Ok, I know that February is almost here but I've been meaning to do a post about 2012 for a while now. I'm still allowed to do that, right? So, what can I say about 2012? Well, it wasn't terrible. It wasn't a train wreck of a year (2009, I'm looking at you). But it wasn't great either. In fact, if I could sum up the whole year in one word, that word would be: meh. We spent the majority of 2012 waiting. Waiting. Waiting. And then waiting some more. Waiting to move. Waiting to get a job. Waiting to hear back from various people about film stuff. Waiting to get settled here. Waiting to get our own place. Like I said, nothing terrible but it's been hard. We've struggled to find our footing here. We've struggled to adjust to living with family. We've struggled to adjust to Utah again, the culture, the quirks, and the weather. Oh the weather, let's not talk about that right now. And in the course of all this waiting, little by little, I lost my oomph. My oomph is very important you know. It's the first thing that I feed in the morning, even before I feed Shye and the cats, usually a heavy dose of caffeine. It's what makes me take a shower when I don't want to, it what gets me excited to try to new things, and meet new people, and look for adventures in daily life. It spurs me to think more creatively, to read more books, watch more movies, and enjoy this not-so perfect life of mine. Without it, I don't know, I'm just sort of there. Sitting there everyday, wondering what it all means.

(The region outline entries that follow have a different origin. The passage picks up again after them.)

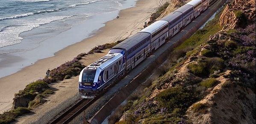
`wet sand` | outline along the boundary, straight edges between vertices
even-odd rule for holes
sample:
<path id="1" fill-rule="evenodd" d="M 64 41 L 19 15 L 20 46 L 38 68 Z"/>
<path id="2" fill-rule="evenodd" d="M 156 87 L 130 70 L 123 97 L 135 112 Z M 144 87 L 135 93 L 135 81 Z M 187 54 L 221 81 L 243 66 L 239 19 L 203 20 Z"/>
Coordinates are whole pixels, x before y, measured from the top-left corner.
<path id="1" fill-rule="evenodd" d="M 148 22 L 150 15 L 165 2 L 161 0 L 139 0 L 135 7 L 120 11 L 119 19 L 106 23 L 106 26 L 100 28 L 93 36 L 59 51 L 53 57 L 38 60 L 13 74 L 0 79 L 0 113 L 11 107 L 15 93 L 24 89 L 29 83 L 44 78 L 48 68 L 56 68 L 72 60 L 78 54 L 89 51 L 95 46 L 116 42 L 135 34 L 142 29 L 144 22 Z M 94 57 L 94 59 L 97 60 L 99 56 Z M 13 60 L 9 62 L 15 62 Z M 77 81 L 72 82 L 71 85 L 77 87 Z M 75 89 L 74 92 L 77 92 Z M 67 95 L 68 96 L 68 93 Z"/>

But you know what? It doesn't matter.
Because it's 2013 and it WILL be better. Thirteen has always been my lucky number and I'm turning 30 this year, which I'm certain will magically bestow upon me the powers of adulthood which have thus far eluded me. But mostly, 2013 will be better simply because it HAS to be.
So yeah, yay for 2013. Or at least the eleven months that's left of it. May it be the year of answers.